Class CharsetConfusables

java.lang.Object
org.apache.tika.ml.chardetect.CharsetConfusables

public final class CharsetConfusables extends Object
Charset relationships used for lenient (lenient) evaluation of charset detectors.

Two kinds of relationship are modelled:

Symmetric confusable groups

A pair (or larger set) of charsets is symmetrically confusable when a significant fraction of real-world byte sequences are identical under all members, making it unreasonable to penalise a detector for choosing either direction. Examples:

  • ISO-8859-1 / ISO-8859-15 / windows-1252 — differ only in 8 code points and the C1 control range (0x80–0x9F)
  • UTF-16-LE / UTF-16-BE without a BOM
  • IBM424-ltr / IBM424-rtl — same code page, differ only in text-reversal convention
  • KOI8-R / KOI8-U — share all Cyrillic letters, differ only in four Ukrainian characters

Superset / subset chains

Some charsets stand in a strict superset/subset relationship:

  • GB2312 ⊂ GBK ⊂ GB18030
  • Big5 ⊂ Big5-HKSCS

For these, the relationship is directional:

  • Predicting the superset when the true charset is the subset is always safe — the superset decoder handles all subset byte sequences correctly (e.g. predicting GB18030 for a GB2312 file).
  • Predicting the subset when the true charset is the superset is not safe — the subset decoder may corrupt characters that exist only in the superset (e.g. predicting GB2312 for a file that uses GB18030-only characters).

Summary

Use isLenientMatch(String, String) for evaluation: it returns true when the prediction is acceptable given the above rules. Use GROUPS + buildGroupIndices(java.lang.String[]) + collapseGroups(float[], int[][]) for inference-time probability pooling (direction does not matter when merging probability mass).

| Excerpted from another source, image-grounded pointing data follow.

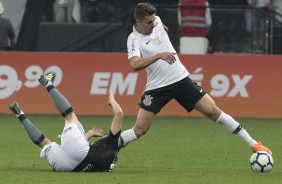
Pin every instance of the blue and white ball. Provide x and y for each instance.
(261, 161)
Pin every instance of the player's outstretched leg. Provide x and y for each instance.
(260, 147)
(62, 104)
(233, 126)
(34, 133)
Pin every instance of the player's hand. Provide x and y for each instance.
(111, 98)
(95, 132)
(167, 56)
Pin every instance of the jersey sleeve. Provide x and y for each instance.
(133, 47)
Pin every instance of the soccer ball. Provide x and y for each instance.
(261, 161)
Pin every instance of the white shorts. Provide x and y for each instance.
(74, 148)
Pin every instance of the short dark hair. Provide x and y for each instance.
(144, 9)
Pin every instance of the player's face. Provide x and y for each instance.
(146, 25)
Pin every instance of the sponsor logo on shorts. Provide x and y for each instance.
(147, 100)
(66, 130)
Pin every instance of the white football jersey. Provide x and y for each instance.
(160, 73)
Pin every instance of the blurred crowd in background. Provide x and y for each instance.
(234, 26)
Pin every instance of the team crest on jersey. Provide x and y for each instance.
(158, 40)
(147, 100)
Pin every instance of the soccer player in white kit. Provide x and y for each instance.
(149, 48)
(75, 153)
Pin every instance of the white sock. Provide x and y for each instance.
(20, 113)
(231, 125)
(127, 137)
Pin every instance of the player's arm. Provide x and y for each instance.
(94, 132)
(118, 114)
(165, 28)
(138, 63)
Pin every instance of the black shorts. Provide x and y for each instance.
(101, 155)
(185, 92)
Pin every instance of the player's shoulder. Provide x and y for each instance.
(133, 36)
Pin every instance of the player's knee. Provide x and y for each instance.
(139, 131)
(214, 113)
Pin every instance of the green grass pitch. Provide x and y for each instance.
(175, 150)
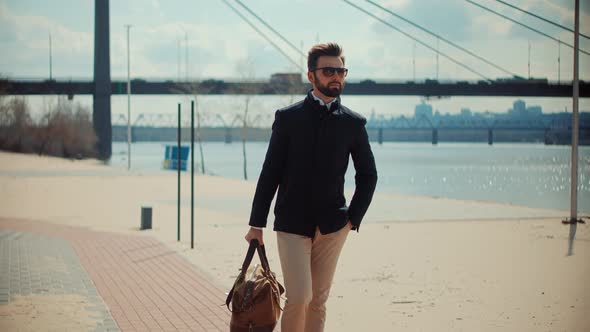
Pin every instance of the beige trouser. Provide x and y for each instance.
(308, 269)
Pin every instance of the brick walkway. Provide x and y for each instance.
(145, 285)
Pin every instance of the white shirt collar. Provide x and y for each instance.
(321, 101)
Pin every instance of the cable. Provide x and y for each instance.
(417, 40)
(443, 39)
(263, 35)
(526, 26)
(541, 18)
(270, 27)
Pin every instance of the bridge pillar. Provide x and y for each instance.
(228, 137)
(547, 137)
(101, 115)
(434, 136)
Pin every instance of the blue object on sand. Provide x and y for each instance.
(171, 157)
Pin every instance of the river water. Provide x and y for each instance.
(532, 175)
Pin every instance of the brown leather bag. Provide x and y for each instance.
(256, 295)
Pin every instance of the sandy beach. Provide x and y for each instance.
(417, 264)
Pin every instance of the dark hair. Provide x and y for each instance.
(329, 49)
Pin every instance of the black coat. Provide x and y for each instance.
(307, 158)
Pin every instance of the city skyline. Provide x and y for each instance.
(221, 45)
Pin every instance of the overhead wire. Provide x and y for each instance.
(526, 26)
(540, 17)
(442, 38)
(263, 35)
(270, 27)
(417, 40)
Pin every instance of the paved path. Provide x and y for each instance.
(136, 280)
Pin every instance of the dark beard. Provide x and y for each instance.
(330, 92)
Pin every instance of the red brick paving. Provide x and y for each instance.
(146, 286)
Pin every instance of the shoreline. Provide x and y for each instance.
(443, 265)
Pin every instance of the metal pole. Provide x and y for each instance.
(178, 184)
(50, 59)
(558, 63)
(186, 53)
(128, 102)
(192, 174)
(574, 175)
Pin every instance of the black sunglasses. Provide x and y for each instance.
(330, 71)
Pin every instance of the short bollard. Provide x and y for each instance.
(146, 218)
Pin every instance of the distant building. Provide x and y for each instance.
(520, 110)
(286, 78)
(466, 113)
(423, 110)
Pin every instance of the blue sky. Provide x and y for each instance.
(221, 45)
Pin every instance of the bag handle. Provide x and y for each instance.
(254, 246)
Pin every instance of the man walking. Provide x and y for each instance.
(306, 160)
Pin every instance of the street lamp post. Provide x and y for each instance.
(128, 102)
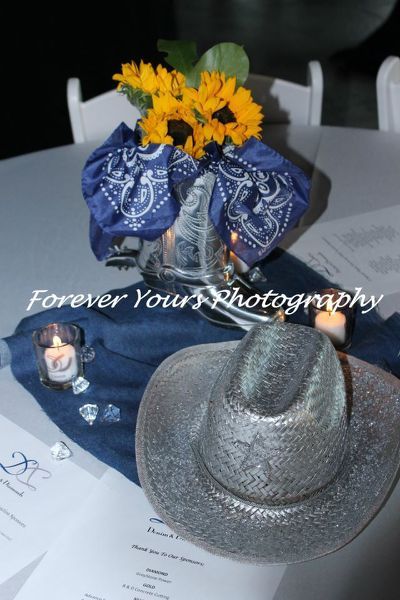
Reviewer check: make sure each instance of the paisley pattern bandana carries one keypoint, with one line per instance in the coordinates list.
(130, 190)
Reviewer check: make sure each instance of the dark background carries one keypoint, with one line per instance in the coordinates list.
(42, 47)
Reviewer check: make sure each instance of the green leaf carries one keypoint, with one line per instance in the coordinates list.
(142, 100)
(227, 57)
(179, 54)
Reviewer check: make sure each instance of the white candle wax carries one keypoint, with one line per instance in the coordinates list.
(240, 265)
(333, 324)
(61, 361)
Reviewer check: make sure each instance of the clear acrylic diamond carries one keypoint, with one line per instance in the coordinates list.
(111, 414)
(60, 451)
(89, 412)
(255, 275)
(88, 353)
(79, 385)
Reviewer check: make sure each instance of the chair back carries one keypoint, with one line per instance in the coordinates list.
(97, 118)
(288, 102)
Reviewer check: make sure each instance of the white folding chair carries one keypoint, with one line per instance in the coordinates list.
(388, 94)
(97, 118)
(287, 102)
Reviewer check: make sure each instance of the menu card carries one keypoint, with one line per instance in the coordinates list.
(359, 251)
(38, 497)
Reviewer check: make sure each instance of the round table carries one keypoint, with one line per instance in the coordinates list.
(44, 245)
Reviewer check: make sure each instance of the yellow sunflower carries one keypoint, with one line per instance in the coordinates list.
(226, 113)
(170, 121)
(172, 82)
(152, 81)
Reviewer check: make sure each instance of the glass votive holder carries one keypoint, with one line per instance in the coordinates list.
(58, 354)
(332, 312)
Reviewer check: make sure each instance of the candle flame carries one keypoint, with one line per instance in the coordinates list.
(57, 341)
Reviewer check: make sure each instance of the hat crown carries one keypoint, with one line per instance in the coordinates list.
(276, 423)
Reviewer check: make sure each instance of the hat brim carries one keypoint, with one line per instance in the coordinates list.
(195, 506)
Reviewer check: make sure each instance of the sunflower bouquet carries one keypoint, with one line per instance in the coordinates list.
(195, 104)
(199, 129)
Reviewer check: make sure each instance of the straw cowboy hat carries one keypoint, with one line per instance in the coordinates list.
(271, 450)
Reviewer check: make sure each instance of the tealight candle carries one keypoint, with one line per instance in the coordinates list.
(239, 264)
(333, 324)
(61, 361)
(330, 314)
(58, 354)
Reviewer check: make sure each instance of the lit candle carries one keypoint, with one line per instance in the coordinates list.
(61, 361)
(239, 264)
(332, 323)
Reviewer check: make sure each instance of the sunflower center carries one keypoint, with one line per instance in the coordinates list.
(224, 115)
(179, 131)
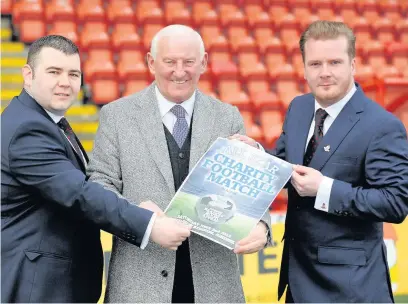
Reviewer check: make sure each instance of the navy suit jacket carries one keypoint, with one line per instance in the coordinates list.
(339, 255)
(50, 213)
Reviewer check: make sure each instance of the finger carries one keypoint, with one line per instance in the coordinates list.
(249, 248)
(301, 169)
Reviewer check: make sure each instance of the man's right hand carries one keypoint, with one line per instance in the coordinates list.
(169, 232)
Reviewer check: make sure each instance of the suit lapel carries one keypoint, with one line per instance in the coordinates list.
(304, 119)
(202, 124)
(341, 126)
(151, 128)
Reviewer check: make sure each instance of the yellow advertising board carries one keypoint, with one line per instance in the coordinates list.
(260, 271)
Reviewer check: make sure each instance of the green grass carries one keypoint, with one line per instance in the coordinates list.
(401, 299)
(237, 227)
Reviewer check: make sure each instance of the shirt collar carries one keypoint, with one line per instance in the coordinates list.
(335, 109)
(166, 105)
(54, 117)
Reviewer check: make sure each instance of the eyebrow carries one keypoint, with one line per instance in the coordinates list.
(60, 69)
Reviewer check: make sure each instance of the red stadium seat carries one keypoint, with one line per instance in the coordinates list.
(124, 36)
(28, 10)
(90, 11)
(131, 66)
(6, 7)
(104, 91)
(271, 122)
(398, 54)
(31, 30)
(133, 86)
(60, 10)
(65, 28)
(95, 35)
(99, 65)
(120, 11)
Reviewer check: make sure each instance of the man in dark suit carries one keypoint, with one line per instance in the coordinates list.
(50, 213)
(353, 177)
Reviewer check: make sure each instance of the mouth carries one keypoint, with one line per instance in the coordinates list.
(62, 94)
(179, 81)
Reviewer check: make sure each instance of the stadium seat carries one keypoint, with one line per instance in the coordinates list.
(99, 65)
(131, 66)
(395, 87)
(402, 29)
(278, 11)
(385, 30)
(391, 9)
(124, 36)
(369, 10)
(133, 86)
(206, 86)
(120, 11)
(31, 30)
(224, 70)
(6, 7)
(252, 129)
(398, 54)
(104, 91)
(347, 9)
(271, 123)
(201, 9)
(95, 35)
(90, 11)
(60, 10)
(28, 10)
(65, 28)
(148, 32)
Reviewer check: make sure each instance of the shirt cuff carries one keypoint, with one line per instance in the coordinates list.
(148, 231)
(323, 194)
(260, 147)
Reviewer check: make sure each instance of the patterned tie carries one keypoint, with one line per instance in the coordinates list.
(317, 136)
(69, 133)
(180, 129)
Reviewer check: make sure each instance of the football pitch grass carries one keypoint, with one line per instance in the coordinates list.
(401, 298)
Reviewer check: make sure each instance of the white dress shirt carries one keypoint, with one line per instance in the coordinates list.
(324, 191)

This class is kept in sync with the charset configuration in BuildCharsetTrainingData (see CHARSET_JAVA and the language-to-charset mappings).

  • Field Summary

    Fields
    Modifier and Type
    Field
    Description
    static final List<Set<String>>
    All confusable groups (both symmetric and superset chains), used for probability collapsing during inference via collapseGroups(float[], int[][]).
    static final Map<String,String>
    Maps each ISO-8859-X charset to its Windows-12XX equivalent.
    static final Set<String>
    Single-byte Latin-family charsets that may decode byte-identically to windows-1252 on sparse probes (where the only high bytes present fall in positions the family agrees on — e.g. 0xE4='ä' in every member).
    static final Map<String,String>
    Directional superset relationships: key is a charset, value is its immediate superset.
    static final List<Set<String>>
    Symmetric-only confusable groups.
  • Method Summary

    Modifier and Type
    Method
    Description
    static int[][]
    Build a per-class group-index array from a label array (e.g. from a LinearModel), using GROUPS (both symmetric and superset chains) for probability collapsing in inference.
    static float[]
    collapseGroups(float[] probs, int[][] groupIndices)
    Collapse confusable group probabilities: within each group, sum all members' probabilities and assign the total to the highest-scoring member; the other members get 0.
    static boolean
    isLenientMatch(String actual, String predicted)
    Return true if predicting predicted when the true charset is actual is an acceptable ("lenient") result.
    static Set<String>
    Return the set of charsets that are symmetrically confusable with charset, not including charset itself.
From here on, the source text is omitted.